Velikii Ustiug

Velikii Ustiug

 

a city in Vologda Oblast, RSFSR. Situated on the left bank of the Sukhona River across from the point of confluence of the lug River, 68 km southwest of the Kotlas railroad junction. Population, 36,000 (1970). The city’s largest enterprise is a bristle and brush factory. A shipbuilding and ship-repair plant produces passenger and freight ships and metal barges. The city also has a mechanical repair plant and a foundry and machine plant; leather and haberdashery, accordion, garment, and furniture factories; and the Severnaia Chern’ factory. There is food and condiments industry (a butter-producing plant, a brewery, a distillery, a meat-packing plant, and others). There is a school of river navigation, a medical college, a teachers’ college, a motor-vehicle and highway technicum, and a sovkhoz-technicum. There is a museum of local lore.

Velikii Ustiug was first mentioned in the chronicles for the year 1207. It was part of the domain of the Vladimir-Suzdal’ Principality. Situated at the junction of the most important trade routes, Velikii Ustiug became a great trade and industrial center in the 16th and 17th centuries. In the 18th century, owing to the shift of Russian foreign trade to the Baltic Sea, Velikii Ustiug lost its importance. From 1796 it was a district city of Vologda Province. Soviet power was permanently established in June 1918. Velikii Ustiug is the birthplace of great Russian explorers S. I. Dezhnev, E. P. Khabarov, and V. V. Atlasov.
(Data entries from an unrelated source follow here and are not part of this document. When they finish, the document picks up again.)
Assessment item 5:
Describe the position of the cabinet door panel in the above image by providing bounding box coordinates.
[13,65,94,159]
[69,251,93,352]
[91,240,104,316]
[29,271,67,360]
Architectural monuments of Velikii Ustiug include the Church of the Ascension (1648) in the “decorative architecture” style; four-pillar and two-pillar cubic cathedrals with one or five domes (cathedrals in the complexes of the Mikhailo-Arkhangel’skii and Troitsa-Gledenskii monasteries, both built in the 17th century; the Uspenskii [1619] and Prokop’evskii cathedrals [1668]; the Spaso-Preobrazhensk Summer Church [1689-96]; and the Dmitrii Solunskii Church [1700-08]); tiered churches (the Spaso-Preobrazhensk Winter Church [1725-30], the Sergii Radonezhskii Church [1739-47], and the Georgiev Summer Church [1735-38]); a number of baroque buildings (formerly the Shilov and Zakharov homes); and some classical buildings (residential houses on Sovietskii Prospekt). At present, the construction of residential and public buildings in the city is proceeding mainly on the basis of standardized plans. Since the 17th century Velikii Ustiug has been a crafts center, manufacturing ornamental wrought iron, multicolored enamel, silver filigree, birchbark carvings, binding with tinplate using frostlike patterns (“frost on tinplate”), and chased metal. The art of niello on silver began to develop in the 18th century.

REFERENCES

Tikhomirov, M. N. Drevnerusskie goroda,2nd ed. Moscow, 1956.
Batakov, N., E. Mansvetova, and V. Shirokov. Velikii Ustiug. Vologda, 1960.
Tel’tevskii, P. A. Velikii Ustiug.Moscow, 1960.